Photo via Getty Images

New York City public schools will not physically reopen for all students on Monday, Sept. 21, Mayor Bill de Blasio announced on Thursday. 

Instead, the city will roll out a phased-in approach by grade for students choosing to return to buildings as a part of the city’s hybrid model. 

Only students in Pre-K, 3-K and district 75 schools, which serve the city’s most disabled students, will return to buildings on Monday to take part in hybrid learning. 

Students in K-5 grade schools  and K-8 schools are now scheduled to return to buildings on Tuesday, Sept. 29. Middle, high school, secondary, transfer and adult education students can expect to go back to their physical classrooms on Oct. 1. 

An additional 2, 500 substitute teachers will be ready to help instruct hybrid students by Monday, officials added. For weeks, teachers and principals have expressed concern over staffing shortages caused by blended learning in which students learn in schools and from home. 

New substitutes will be Department of Education staffers previously working at the city’s Regional Enrichment Centers which closed earlier this month and a mix of City University of New York adjunct professors, graduate students in history, mathematics and the sciences along with teaching students, officials said. 

Now, the city has promised to supply short-staffed schools with a total number of 4,500 extra teachers after officials pledged on Monday to find 2,000 substitute teachers to help with staffing issues created by blended learning. 

But that number still falls short from what the city’s teacher and principals union say is needed to make blended learning possible. Both the United Federation of Teachers and the Council of School Supervisors and Administrator estimate that 10,000 more teachers are needed across schools in the five boroughs to fill staffing shortages. A report from the Independent Budget Office released Thursday projects that public schools really need closer to 12,000 teachers and substitutes are need to meet the demands of hybrid schedules. 
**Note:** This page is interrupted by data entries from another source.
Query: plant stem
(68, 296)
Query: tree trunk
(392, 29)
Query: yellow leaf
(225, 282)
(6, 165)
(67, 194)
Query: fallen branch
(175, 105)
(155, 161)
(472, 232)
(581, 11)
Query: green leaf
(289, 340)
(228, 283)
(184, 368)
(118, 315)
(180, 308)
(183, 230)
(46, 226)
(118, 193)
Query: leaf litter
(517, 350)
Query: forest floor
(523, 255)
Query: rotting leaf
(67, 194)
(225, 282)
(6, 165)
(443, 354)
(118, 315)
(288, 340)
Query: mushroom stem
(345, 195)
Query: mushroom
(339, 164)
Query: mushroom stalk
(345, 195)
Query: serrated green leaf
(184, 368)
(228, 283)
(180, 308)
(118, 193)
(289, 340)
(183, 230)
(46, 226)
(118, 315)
“Sometimes you have to put the right people in the right room and recognize that has earnest as everyone’s efforts have been throughout the Department of Education, certainly in every school, the information flow about what exactly was needed where needed to be improved,” de Blasio told reporters. 

“When I heard Mark [Cannizzaro] and Michael [Mulgrew] talk about specific school staffing needs that were still not being resolved in time enough…I heard an honest concern and it was clear to me that we did not have a clear enough number,” de Blasio added.
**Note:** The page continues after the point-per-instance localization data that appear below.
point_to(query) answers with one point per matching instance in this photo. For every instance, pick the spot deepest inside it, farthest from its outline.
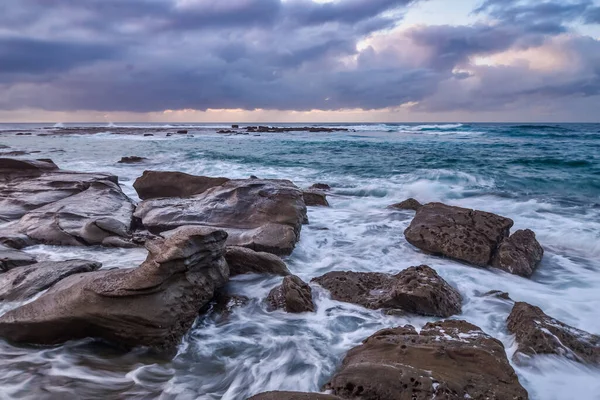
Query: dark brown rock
(408, 204)
(293, 296)
(315, 198)
(11, 258)
(537, 333)
(153, 305)
(242, 260)
(24, 282)
(519, 254)
(293, 396)
(448, 360)
(261, 214)
(467, 235)
(418, 290)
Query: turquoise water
(544, 177)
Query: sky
(299, 60)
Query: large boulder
(293, 296)
(11, 258)
(242, 260)
(446, 360)
(261, 214)
(519, 254)
(466, 235)
(59, 207)
(537, 333)
(24, 282)
(153, 305)
(418, 290)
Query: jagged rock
(293, 396)
(159, 184)
(24, 282)
(418, 290)
(261, 214)
(153, 305)
(131, 160)
(11, 258)
(537, 333)
(460, 233)
(315, 198)
(447, 360)
(408, 204)
(242, 260)
(519, 254)
(293, 296)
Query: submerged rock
(519, 254)
(261, 214)
(242, 260)
(153, 305)
(418, 290)
(24, 282)
(446, 360)
(460, 233)
(537, 333)
(293, 296)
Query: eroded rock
(293, 296)
(537, 333)
(153, 305)
(418, 290)
(447, 360)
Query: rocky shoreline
(200, 231)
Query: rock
(408, 204)
(466, 235)
(131, 160)
(293, 396)
(447, 360)
(11, 258)
(153, 305)
(158, 184)
(519, 254)
(261, 214)
(315, 198)
(24, 282)
(293, 296)
(418, 290)
(242, 261)
(537, 333)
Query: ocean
(546, 177)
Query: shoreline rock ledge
(265, 215)
(152, 305)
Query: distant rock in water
(25, 282)
(519, 254)
(446, 360)
(242, 260)
(537, 333)
(408, 204)
(132, 160)
(153, 305)
(261, 214)
(293, 296)
(418, 290)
Parents and school staff have raised concerns over the city’s plan to reopen schools, including staffing issues, for weeks. Thursday’s announcement is the second time the mayor has delayed the start of in-person classes this fall. Originally, the school year was set to begin on Sept. 10, but after weeks of pressure from parents, teachers and principals to delay students’ return to school buildings, the mayor gave in. School communities cited worries over proper ventilation in school buildings, the supply of personal protective equipment, staffing shortages and a lack of clear planning as reasons to postpone in-person classes. 

The second delay is the latest in a series in surprise discoveries about hybrid learning. Last week parents learned that remote learning students would not need to be taught by a live instructor and that in some public schools even in-person instruction will be conducted online. 
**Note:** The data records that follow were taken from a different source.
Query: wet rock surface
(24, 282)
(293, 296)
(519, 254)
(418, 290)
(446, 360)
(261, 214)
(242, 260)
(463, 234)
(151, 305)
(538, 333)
“I am incredibly drained,” said Naomi Peña, a member of the parent council in Manhattan’s District 1. “The constant changing of information is literally exhausting.” 

“New York City public school parents understand we’re dealing with an incredibly difficult situation, a really imperfect situation. They understand the real life of the city,” de Blasio told reporters when asked what he had to say to parents grappling with hourly changes in school year protocol.  “Who are the parents of New York City public schools? They are overwhelmingly working-class people and lower-income people and certainly some middle-class people as well. There are overwhelmingly outer-borough residents, they are people who understand the realities of life and they’re not shocked when something this difficult has to be adjusted from time to time.”